Although the trainer is cognizant of the problem, he makes a decision to set the problem aside and not deal with it. Your defensiveness is lowered when you decide that you are not going to enter into an argument, or give a person a dirty look, or in some other way show your displeasure with what was said. Suppression too helps you maintain your professionalism.

When You Choose to Reply

The remaining two methods are ways of handling situations that come up in the whole group and generally are best dealt with in and to the whole group.

5. Neutrally Acknowledge a Participant’s Hostile Comments

When someone makes a remark that you perceive as attacking and you feel your defensiveness rising, the simplest thing to do is to acknowledge the comment and move on. Here are a few examples of neutrally acknowledging a participant’s antagonistic remarks:

“I hear you.”

“I see.”

“Thanks.”

“Thanks for telling me. I know that’s not easy.”

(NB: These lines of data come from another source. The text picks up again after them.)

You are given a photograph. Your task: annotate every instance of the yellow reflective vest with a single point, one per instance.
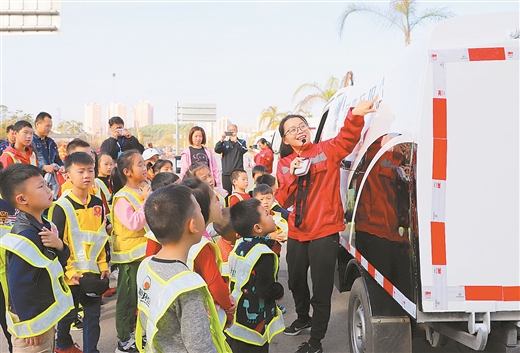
(192, 255)
(240, 268)
(128, 245)
(86, 245)
(63, 302)
(156, 295)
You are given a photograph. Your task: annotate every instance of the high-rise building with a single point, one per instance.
(117, 109)
(92, 119)
(143, 114)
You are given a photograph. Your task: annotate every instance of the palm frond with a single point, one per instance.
(433, 15)
(378, 16)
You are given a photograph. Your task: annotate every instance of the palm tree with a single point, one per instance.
(272, 116)
(401, 14)
(318, 95)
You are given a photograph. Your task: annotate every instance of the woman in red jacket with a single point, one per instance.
(266, 156)
(317, 217)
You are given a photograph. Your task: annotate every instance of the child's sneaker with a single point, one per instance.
(77, 324)
(128, 347)
(72, 349)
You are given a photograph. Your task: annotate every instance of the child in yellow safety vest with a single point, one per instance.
(175, 306)
(34, 257)
(253, 268)
(80, 218)
(129, 241)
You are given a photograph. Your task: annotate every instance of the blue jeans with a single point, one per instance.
(91, 329)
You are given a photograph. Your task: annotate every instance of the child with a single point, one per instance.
(35, 256)
(129, 228)
(80, 218)
(240, 182)
(228, 236)
(163, 165)
(253, 269)
(7, 218)
(103, 183)
(175, 306)
(257, 171)
(161, 179)
(21, 151)
(204, 257)
(202, 172)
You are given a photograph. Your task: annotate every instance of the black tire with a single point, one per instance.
(359, 324)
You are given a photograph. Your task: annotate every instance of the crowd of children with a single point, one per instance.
(188, 243)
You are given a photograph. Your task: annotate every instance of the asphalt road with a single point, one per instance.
(334, 342)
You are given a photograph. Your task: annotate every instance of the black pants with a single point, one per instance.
(226, 183)
(242, 347)
(320, 255)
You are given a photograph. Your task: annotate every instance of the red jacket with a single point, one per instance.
(265, 157)
(323, 210)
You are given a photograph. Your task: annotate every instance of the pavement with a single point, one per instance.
(334, 342)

This type of courteous response enables the participant to feel that he was heard without your having agreed or disagreed with him. And, although you take the information in as feedback, you don’t consume valuable class time with your comments and the possibility of an unnecessary dialogue that likely will only be of interest to one of your twenty or more participants.

It’s not wise to reflect his comments at this point because the participant might take that as an opportunity to continue her attack.

6. Reply Non-Defensively to Criticism

A participant’s body language had made it clear that he was dissatisfied with the workshop. After a while he spoke up:

Participant:

I don’t know how much homework you’ve done on our company, but it doesn’t seem like you know what we’re all about. If you are going to teach people, it would help for you to get smart about the history of the company, what made us successful, and what’s happening today.

Defensive Response:

As it happens, I have done my homework. I’m very aware that XYZ Company is sixteen years old and was started by an engineer who never envisioned this kind of rapid success. Etc. Etc.

Non-Defensive Response:

I guess I haven’t demonstrated the type of background you are looking for. It sounds like that is important to you. Let’s see if I can do better on that from now on. And if you think I’m missing some important context feel free to jump right in and add it.

A final word: Defensiveness in a trainer severely undercuts group process and triggers and intensifies resistance in participants. And, who wants that.